(235b) Experimental Validation of a Rigorous Model for CO2 Post-Combustion Capture System Using Monoethanolamine (Mea) | AIChE

(235b) Experimental Validation of a Rigorous Model for CO2 Post-Combustion Capture System Using Monoethanolamine (Mea)


Tobiesen, F. A. - Presenter, Norwegian University of Science and Technology, NTNU
Juliussen, O. - Presenter, Sintef Resarch
Svendsen, H. F., Faculty of Natural Science and Technology

Since large scale CO2 capture operations are very expensive to build for research purposes, process simulation and modelling have an important role to play for system optimization and in evaluation of the various process alternatives. A computational model of the regeneration system of a monoethanolamine (MEA) based absorption plant for CO2 removal has been developed. The rigorous steady-state model consists of both an absorber and a desorber with connecting unit operations; cross flow heat exchanger, condenser, reboiler and pumps. The desorber gives numerical solutions that exhibit narrow regions of very fast variation and a collocation algorithm for solving stiff boundary-value problems is used.
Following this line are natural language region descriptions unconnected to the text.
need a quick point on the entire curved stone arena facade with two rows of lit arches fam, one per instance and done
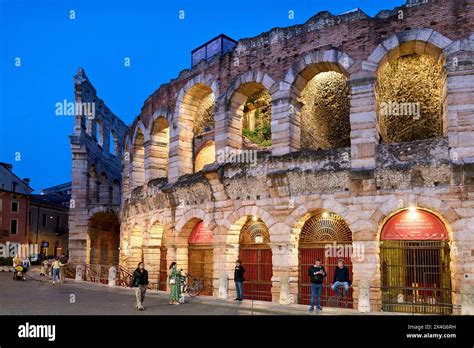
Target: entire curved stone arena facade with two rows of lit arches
(345, 137)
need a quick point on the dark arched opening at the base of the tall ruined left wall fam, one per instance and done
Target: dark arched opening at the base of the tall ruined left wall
(104, 236)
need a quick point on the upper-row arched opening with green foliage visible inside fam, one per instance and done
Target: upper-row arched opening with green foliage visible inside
(251, 107)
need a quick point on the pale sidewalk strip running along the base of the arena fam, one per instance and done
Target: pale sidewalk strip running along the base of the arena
(258, 307)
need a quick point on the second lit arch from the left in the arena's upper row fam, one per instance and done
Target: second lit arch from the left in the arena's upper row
(157, 149)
Much of the work includes developing a stable solution strategy for the stiff system. Progressively lower under-relaxation is used during the sequential iterations around the unit operations. The mass transfer model for the absorber is based on the penetration theory, while the speciation in the liquid phase has been described with the use of a modified Kent-Eisenberg model, tuned to fit experimental data at the desorber temperatures. The model has been validated using data obtained from a fully computerized pilot plant built in our labs. The plant consists of a 4.36 meter absorber and a 4.1 meter desorber, capable of removing about 20 kg CO2 per hour. The experimental data have been gathered in a time frame of 3 months continuous operation. The goal is to use the model to run the entire CO2 capture spreadsheet at an optimum by minimizing the energy demand required for regenerating the amine solution. Important parameters have been identified and varied in order to see the overall performance effects, which determines the majority of the operational cost of the overall gas cleaning process. The reduction of the energy demand required for CO2 post-combustion capture is essential in order to make this strategy a viable option for mitigation of the atmospheric CO2 emissions from coal- and natural gas fired power plants.